Britain's Prime Minister Theresa May gave an important speech last week, just three days before the inauguration of Donald Trump. Her main purpose was to put paid to any suggestion her Government might want to negotiate a "soft" Brexit. It was seeking "not partial membership of the European Union, associate membership or anything that leaves us half-in, half-out," she said. "We do not seek to adopt a model already enjoyed by other countries. We do not seek to hold on to bits of membership as we leave."
But she also made a more important point, and especially timely given the transfer of power in Washington. "The result of [Britain's] referendum was not a decision to turn inward and retreat from the world," she said. The vote, as she interprets it, "was not the moment Britain chose to step back from the world. It was the moment we chose to build a truly global Britain."

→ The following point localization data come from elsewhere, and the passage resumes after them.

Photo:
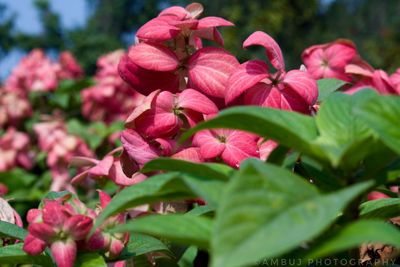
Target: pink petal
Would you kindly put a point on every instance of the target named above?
(42, 231)
(266, 148)
(119, 178)
(33, 215)
(157, 30)
(102, 168)
(303, 85)
(154, 57)
(78, 226)
(137, 148)
(143, 81)
(176, 11)
(104, 198)
(194, 9)
(96, 241)
(33, 245)
(382, 82)
(210, 146)
(209, 70)
(139, 110)
(53, 213)
(209, 22)
(116, 247)
(272, 49)
(157, 123)
(246, 76)
(192, 99)
(82, 162)
(210, 34)
(64, 253)
(190, 154)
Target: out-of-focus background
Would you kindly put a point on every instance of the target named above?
(90, 28)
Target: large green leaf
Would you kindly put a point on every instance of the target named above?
(288, 128)
(381, 208)
(356, 234)
(208, 170)
(169, 186)
(328, 86)
(179, 228)
(267, 211)
(14, 254)
(344, 138)
(140, 244)
(12, 230)
(382, 114)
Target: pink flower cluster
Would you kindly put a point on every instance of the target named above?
(111, 99)
(340, 59)
(60, 147)
(13, 108)
(15, 150)
(64, 224)
(195, 82)
(36, 72)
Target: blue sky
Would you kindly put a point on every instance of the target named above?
(73, 13)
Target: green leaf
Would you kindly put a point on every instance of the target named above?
(289, 129)
(267, 211)
(90, 260)
(188, 257)
(382, 114)
(327, 87)
(170, 186)
(14, 254)
(178, 228)
(384, 208)
(356, 234)
(140, 244)
(208, 170)
(344, 138)
(12, 230)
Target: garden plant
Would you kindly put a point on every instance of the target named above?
(177, 154)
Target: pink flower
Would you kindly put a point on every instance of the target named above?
(295, 90)
(69, 68)
(13, 108)
(34, 73)
(15, 150)
(107, 168)
(178, 23)
(60, 226)
(230, 145)
(101, 239)
(366, 77)
(184, 64)
(164, 114)
(61, 147)
(111, 99)
(329, 60)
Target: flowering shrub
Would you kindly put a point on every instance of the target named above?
(219, 163)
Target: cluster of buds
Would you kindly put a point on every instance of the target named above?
(60, 147)
(64, 224)
(36, 72)
(13, 108)
(15, 150)
(111, 99)
(340, 59)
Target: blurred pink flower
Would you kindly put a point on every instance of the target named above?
(60, 147)
(15, 150)
(111, 99)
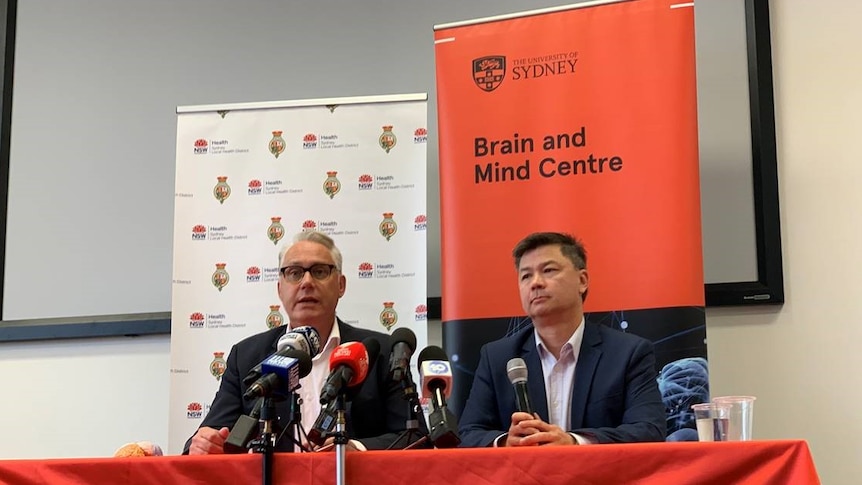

Wishful thinking perhaps, but she would not say this if she was not confident most Britons would agree. We have been led to believe last year's voting shocks in the United Kingdom and the United States arose from the same impulse to stop "globalisation" and turn inward, protecting people's national identity and jobs against immigration and international trade.
Immigration certainly. Trump was probably right last week when he told the Times and Bild he believed there would not have been a Brexit were it not for the flood of refugees into Europe the year before. He called German Chancellor Angela Merkel's misjudgment in 2015 "catastrophic" and that does not seem too strong a word now Brexit has happened and he has been elected.
The television images of masses of Syrians, Afghans and North Africans walking into Europe or landing from boats was undoubtedly a contributor to the voting "uprisings" last year, which might continue at elections in France and other European states this year. While the influx was not felt directly in Britain, it highlighted the UK's vulnerability to uncontrolled migration within the EU.